Don’t Be Afraid to Open Up — (Be vulnerable)
Yoga demands that I open up. It asks that I give myself freely; unafraid to open up and present myself bare. Unlock, Open, and Breathe, yoga beseeches. Unlock your heart; open your throat; breathe into your belly. My most vulnerable parts — the parts I compulsorily keep closed— yoga asks me to bare them forth confidently, and breathe into them calmly. Opening up grants me softness and expansiveness; it allows me to deepen my connection to the world and to myself.
In life, I try to display my vulnerabilities with the same level of composure and softness. I challenge myself to open up, even when it’s hard. To be transparent about what I’m thinking and feeling, and to not be afraid of being susceptible to potential harm. This is something I work to incorporate into my personal and professional life, and I’ve found that there has never been a situation that wasn’t improved after I unlocked my heart, opened my throat, and breathed from my belly. I’ve also found that when I feel like I’ve given all I can give, there’s usually a little bit more. I can always open a bit more, soften a bit more, expand a bit more. That’s what’s so beautiful about yoga and life: we can always enrich more; we can always go deeper. The depths are neverending.

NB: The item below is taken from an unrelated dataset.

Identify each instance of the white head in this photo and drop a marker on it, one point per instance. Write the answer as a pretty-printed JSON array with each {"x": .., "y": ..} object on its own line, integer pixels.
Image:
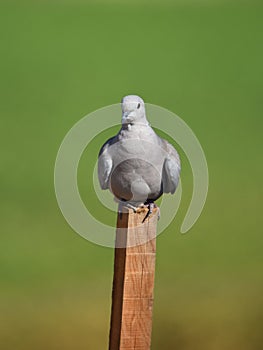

Rest — (Appreciate What You’ve Done)
Yoga invites all practitioners to rest. There’s rest in poses, there’s rest throughout sequences, and there is, of course, the built-in rest at the end of most asana practices (savasana). Yoga teaches there are different levels of rest, from actively resting to fully releasing the body and mind. Regardless of the type of rest, yoga asks that you simply relax and be. Reflect on how far you’ve come, what you’ve just done, and be content. Be present with the accomplishments achieved. Appreciate your body and mind for the rigor they endured. Be proud of what’s been achieved.
In life, it can be hard for me to allow myself to rest. I often feel like it’s undeserved, especially when I think of how far I still have to go. But I’m working on resting and releasing at the end of each day. Appreciating the work that I’ve put in that day. Celebrating the steps I’ve taken in the direction of this life I’m trying to live. Rest and reflection are vital and provide me with the strength to go further next time.
Yoga is a wonderful teacher.
It teaches me to sit and be present with the only real thing I have autonomy over: myself. In a hyper-focused setting, it’s easy to enact these simple principles, but when living life off of the mat, these lessons can slip away and get lost in the vertiginous dance called life. Even still, yoga continues to remind me that that’s okay.
Yoga and life are paralleled in not-so-surprising ways. Yoga is a constant ebb and flow of effort and ease, just like life. And I’m still improving in yoga, just as I’m ever-improving in life. And the best part of both: I get to keep practicing. Each day, each moment is another chance to try again. And I can say this: I’m getting better.